Mr Bray sought a review of the decision by the Workers’ Compensation Regulator who set aside the rejection of the claim on the grounds that it objected to the way BHP terminated Mr Bray’s employment by not giving Mr Bray prior notice that they were considering termination of his employment.
BHP appealed this decision to the Queensland Industrial Relations Commission.
The key issue for determination was not whether Mr Bray suffered a workplace injury but whether that psychiatric/psychological injury was a compensable injury.
Section 32(5) of the Act provides:
“5) Despite subsections (1) and (3), injury does not include a psychiatric or psychological disorder arising out of, or in the course of, any of the following circumstances—
(a) reasonable management action taken in a reasonable way by the employer in connection with the worker’s employment;
(b) the worker’s expectation or perception of reasonable management action being taken against the worker;
(c) action by the, Regulator or an insurer in connection with the workers application for compensation” (Our emphasis added).
Commissioner Knight found that Mr Bray’s psychological injuries were a result of reasonable workplace management action.
The Commissioner held that BHP had provided support to Mr Bray to improve his health over a long period of time and in making the decision to terminate his employment, considered the safety risk to Mr Bray and his colleagues of his return to work.
The Commissioner further stated that the “reality of the situation was that Mr Iliffe was faced with the prospect of returning Mr Bray to work while there remained significant risk factors involved with doing this.

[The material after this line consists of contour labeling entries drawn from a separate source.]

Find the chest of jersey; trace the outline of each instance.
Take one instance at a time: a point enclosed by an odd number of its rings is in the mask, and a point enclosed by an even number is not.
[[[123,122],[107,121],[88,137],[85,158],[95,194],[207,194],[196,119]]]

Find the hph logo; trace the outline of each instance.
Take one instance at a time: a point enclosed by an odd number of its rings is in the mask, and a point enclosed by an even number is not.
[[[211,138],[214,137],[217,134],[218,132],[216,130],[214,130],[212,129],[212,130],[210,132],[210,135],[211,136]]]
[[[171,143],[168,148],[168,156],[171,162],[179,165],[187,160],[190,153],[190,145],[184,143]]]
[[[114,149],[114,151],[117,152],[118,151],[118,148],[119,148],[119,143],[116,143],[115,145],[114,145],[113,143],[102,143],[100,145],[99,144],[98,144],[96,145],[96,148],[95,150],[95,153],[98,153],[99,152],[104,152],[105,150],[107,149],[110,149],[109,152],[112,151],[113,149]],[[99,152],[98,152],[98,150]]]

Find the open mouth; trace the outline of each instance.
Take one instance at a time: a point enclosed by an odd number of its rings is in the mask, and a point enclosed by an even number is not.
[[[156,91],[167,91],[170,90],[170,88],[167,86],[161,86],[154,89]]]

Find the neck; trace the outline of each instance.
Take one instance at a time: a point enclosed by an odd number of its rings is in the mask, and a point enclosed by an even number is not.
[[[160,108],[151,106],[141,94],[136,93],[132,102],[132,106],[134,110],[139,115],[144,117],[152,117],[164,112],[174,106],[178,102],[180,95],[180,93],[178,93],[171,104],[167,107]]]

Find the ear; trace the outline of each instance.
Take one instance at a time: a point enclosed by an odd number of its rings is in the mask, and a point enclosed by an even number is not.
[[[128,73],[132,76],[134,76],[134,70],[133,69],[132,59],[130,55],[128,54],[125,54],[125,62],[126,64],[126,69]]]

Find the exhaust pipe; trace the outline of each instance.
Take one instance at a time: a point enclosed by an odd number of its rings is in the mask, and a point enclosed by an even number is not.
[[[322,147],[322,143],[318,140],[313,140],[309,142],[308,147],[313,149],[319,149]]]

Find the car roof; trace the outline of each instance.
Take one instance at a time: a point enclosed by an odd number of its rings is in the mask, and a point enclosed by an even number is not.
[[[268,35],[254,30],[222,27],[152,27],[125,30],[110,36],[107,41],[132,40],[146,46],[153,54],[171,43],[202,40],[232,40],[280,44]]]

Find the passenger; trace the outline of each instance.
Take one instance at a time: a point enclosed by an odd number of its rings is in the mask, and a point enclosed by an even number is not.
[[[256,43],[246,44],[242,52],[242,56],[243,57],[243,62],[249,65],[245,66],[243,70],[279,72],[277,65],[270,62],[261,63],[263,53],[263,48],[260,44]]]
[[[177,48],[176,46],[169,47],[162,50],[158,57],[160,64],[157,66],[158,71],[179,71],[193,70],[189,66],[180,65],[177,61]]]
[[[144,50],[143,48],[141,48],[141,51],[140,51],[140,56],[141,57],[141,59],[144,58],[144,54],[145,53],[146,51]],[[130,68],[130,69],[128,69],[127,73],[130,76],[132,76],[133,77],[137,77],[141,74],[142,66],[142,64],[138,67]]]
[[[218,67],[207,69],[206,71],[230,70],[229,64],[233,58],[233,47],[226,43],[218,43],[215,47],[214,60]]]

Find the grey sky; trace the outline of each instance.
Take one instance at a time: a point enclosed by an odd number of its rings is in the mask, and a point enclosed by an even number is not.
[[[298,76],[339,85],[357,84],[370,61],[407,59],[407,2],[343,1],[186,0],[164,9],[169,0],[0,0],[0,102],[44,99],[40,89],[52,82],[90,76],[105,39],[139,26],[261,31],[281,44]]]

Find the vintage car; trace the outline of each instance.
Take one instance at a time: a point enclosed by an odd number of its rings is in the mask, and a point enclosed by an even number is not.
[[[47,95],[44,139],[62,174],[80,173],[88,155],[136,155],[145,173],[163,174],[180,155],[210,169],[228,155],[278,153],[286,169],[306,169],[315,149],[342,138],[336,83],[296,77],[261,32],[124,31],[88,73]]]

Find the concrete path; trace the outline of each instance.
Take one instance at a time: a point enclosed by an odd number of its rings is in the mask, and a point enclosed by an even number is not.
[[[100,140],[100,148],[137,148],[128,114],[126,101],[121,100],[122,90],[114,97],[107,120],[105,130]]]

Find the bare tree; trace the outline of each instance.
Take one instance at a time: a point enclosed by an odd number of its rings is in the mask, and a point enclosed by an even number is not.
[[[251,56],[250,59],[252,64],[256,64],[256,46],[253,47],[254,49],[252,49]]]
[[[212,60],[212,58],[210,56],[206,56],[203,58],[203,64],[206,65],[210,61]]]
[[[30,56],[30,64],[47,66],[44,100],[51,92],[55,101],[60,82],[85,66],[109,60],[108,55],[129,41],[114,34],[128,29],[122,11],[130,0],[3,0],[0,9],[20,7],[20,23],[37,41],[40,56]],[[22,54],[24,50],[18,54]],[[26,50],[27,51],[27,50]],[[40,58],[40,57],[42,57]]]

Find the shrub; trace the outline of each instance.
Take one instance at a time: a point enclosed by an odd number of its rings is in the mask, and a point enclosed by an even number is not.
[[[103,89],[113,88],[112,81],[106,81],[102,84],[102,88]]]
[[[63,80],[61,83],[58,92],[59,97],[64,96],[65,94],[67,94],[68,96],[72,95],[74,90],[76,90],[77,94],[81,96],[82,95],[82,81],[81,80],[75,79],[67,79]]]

Mr Iliffe had been unable to see any progression in Mr Bray’s attempts to improve his health and mostly his weight over a long period of time”.
While the Commissioner acknowledged that there might have been a better way for BHP to give Mr Bray an indication that termination of his employment was a possibility, it was not unreasonable to effect the dismissal when considering the “long history of the matter and prior conversations that had been held in respect of the termination of Mr Bray’s employment”.
What does this mean for employers?
- A decision to terminate an employee’s employment can be based on legitimate OH&S concerns: given the obligations of employers under WH&S legislation, employers can, in the right circumstances, defend against claims brought in relation to termination of employment (eg. workers’ compensation, unfair dismissal, adverse action etc.) where it can be established that the reason for the decision was due to safety concerns and their corresponding obligations under WH&S legislation.
- Employers should act quickly: given the significant financial costs associated with workers’ compensation claims, if employers are concerned as to the legitimacy of a workers’ compensation claim they should act quickly to challenge and/or input into the investigation of a claim before an insurer makes a determination to accept the claim.
- Keep detailed notes and evidence: in this case Mr Ilife’s notes and that of the medical advisors supported the reasonableness of the decision to terminate Mr Bray’s employment and ultimately influenced the Commission in its findings.